Long-term corrosion performance of superhydrophobic vs. superhydrophilic laser-modified AA2024 surfaces under ambient storage

Laser surface treatments are a promising tool for controlling both wettability and corrosion resistance. However, the long-term relationship between these two properties, remains poorly understood. In this study, the wettability and corrosion behaviour of laser-treated AA2024-T351 aluminium alloy was investigated over a two-year period. This alloy was selected due to its widespread aerospace use, where high mechanical properties are outweighed by its susceptibility to corrosion. Two nanosecond laser treatments were employed, Direct Laser Interference Patterning (DLIP) to produce periodic line-like patterns, and Direct Laser Writing (DLW) to create non-periodic structures. Morphological analysis revealed no degradation after two years of ambient storage.

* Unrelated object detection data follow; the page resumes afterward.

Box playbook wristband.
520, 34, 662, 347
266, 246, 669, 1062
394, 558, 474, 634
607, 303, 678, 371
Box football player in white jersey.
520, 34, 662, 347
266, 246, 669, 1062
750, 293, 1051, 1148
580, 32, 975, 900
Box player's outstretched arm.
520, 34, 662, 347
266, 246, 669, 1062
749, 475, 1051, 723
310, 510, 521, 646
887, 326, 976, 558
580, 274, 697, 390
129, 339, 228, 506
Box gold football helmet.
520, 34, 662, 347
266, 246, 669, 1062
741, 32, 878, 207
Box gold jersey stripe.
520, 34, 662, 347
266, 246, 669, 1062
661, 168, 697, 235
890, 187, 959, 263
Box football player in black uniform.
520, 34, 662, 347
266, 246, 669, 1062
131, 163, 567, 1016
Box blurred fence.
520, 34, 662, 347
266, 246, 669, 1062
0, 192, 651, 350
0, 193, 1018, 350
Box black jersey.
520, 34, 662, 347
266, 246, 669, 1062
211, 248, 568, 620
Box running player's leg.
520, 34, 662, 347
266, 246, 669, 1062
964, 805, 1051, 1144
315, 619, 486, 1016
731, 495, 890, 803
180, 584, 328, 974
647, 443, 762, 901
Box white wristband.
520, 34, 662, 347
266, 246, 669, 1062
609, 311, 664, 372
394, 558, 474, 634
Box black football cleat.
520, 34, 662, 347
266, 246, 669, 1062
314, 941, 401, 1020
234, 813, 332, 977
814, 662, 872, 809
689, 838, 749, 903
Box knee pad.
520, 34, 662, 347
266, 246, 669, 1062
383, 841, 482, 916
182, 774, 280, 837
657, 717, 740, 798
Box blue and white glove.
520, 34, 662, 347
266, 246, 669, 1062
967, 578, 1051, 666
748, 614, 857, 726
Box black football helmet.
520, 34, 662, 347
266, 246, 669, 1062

Wettability tests showed that DLIP-treated samples retained their superhydrophobic properties, with water contact angles (WCA) above 153° and roll-off angles below 10°. In contrast, the DLW-treated surfaces exhibited superhydrophilic properties, characterised by WCAs below 6.5°, strong capillary action, and water penetration into the porous layer. Electrochemical impedance spectroscopy (EIS) confirmed up to a tenfold increase in the total resistance of the treated samples, as result of the thicker oxide layer. The corrosion current density decreased from 1026 nA·cm−2 (reference) to 329 nA·cm−2 for both laser-treated surfaces, corresponding to a reduction in corrosion rate from 10.8 µm·yr−1 to 3.48 µm·yr−1. After 730 days, both treatments outperformed the reference, with DLIP surfaces showing slightly greater stability due to the formation of a more compact oxide layer. These results fill the gap of knowledge in the correlation of these properties and confirms the reliability of laser treatments for generating long-lasting functional properties.